Algemene informatie
De instelling legt een register aan van alle gevaarlijke stoffen waarmee door medewerkers en studenten gewerkt wordt en laat in het kader van de RI&E een meting of erkende beoordeling uitvoeren door een deskundige. Zo’n meting of beoordeling van de blootstelling is overigens niet nodig als gewerkt wordt volgens een erkende Veilige Werkwijze, zoals die bijvoorbeeld in de metaalsector zijn vastgesteld.

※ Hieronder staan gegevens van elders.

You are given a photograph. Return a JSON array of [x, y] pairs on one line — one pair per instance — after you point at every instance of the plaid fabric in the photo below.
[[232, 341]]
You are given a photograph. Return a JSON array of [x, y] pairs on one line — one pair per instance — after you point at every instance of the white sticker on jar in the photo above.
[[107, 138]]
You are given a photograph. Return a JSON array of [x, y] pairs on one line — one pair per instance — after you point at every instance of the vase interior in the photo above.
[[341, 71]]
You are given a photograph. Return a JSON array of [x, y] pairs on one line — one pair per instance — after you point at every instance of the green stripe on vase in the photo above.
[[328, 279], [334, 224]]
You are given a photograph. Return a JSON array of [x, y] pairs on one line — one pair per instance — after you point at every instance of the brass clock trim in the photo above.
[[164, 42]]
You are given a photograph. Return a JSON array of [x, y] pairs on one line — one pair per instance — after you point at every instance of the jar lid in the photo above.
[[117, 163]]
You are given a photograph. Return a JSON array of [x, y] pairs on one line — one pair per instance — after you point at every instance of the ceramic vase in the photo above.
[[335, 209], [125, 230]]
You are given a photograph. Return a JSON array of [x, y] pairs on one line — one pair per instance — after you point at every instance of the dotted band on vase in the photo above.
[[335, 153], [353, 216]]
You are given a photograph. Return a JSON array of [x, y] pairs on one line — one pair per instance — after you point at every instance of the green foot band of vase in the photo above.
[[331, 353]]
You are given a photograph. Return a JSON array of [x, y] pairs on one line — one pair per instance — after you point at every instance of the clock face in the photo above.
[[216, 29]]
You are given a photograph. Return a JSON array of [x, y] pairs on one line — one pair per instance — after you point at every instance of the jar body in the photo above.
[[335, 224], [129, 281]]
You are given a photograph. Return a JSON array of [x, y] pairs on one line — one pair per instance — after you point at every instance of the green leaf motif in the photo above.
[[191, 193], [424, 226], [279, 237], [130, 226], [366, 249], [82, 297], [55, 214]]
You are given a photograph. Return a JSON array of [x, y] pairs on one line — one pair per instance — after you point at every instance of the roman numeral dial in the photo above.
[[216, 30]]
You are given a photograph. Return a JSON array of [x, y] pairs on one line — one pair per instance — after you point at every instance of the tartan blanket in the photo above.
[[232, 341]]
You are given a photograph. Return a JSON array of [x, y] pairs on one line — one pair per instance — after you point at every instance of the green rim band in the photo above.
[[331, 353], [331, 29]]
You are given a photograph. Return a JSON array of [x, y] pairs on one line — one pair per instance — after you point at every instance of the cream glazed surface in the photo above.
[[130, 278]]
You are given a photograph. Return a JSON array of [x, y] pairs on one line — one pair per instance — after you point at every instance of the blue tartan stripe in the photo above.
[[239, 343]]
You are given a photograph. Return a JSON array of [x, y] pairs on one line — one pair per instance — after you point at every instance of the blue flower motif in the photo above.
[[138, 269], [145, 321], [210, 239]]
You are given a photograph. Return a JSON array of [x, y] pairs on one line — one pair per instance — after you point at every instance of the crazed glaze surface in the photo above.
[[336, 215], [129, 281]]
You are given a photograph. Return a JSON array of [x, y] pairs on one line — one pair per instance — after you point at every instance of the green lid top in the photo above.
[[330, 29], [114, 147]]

Een meting of beoordeling brengt per stof de blootstelling aan het licht waar de werknemers en studenten via hun luchtwegen mee te maken hebben. De resultaten worden in het register vastgelegd en vervolgens vergeleken met publieke of private grenswaarden. Publieke grenswaarden zijn te vinden in bijlage 13 van de Arboregeling. Deze grenswaarden gaan over concentraties in de lucht. Stoffen die ook gemakkelijk door de huid heen kunnen dringen, kunnen een aanduiding H krijgen, Voor gevaarlijke stoffen waar geen publieke grenswaarden voor vastgesteld zijn, dient de instelling met deskundige ondersteuning zelf te op een gedegen manier te bepalen aan welke concentratie een werknemer of student ten hoogste blootgesteld mag worden. Vaak kunnen buitenlandse normen en veiligheidsinformatiebladen van de leverancier hierbij behulpzaam zijn.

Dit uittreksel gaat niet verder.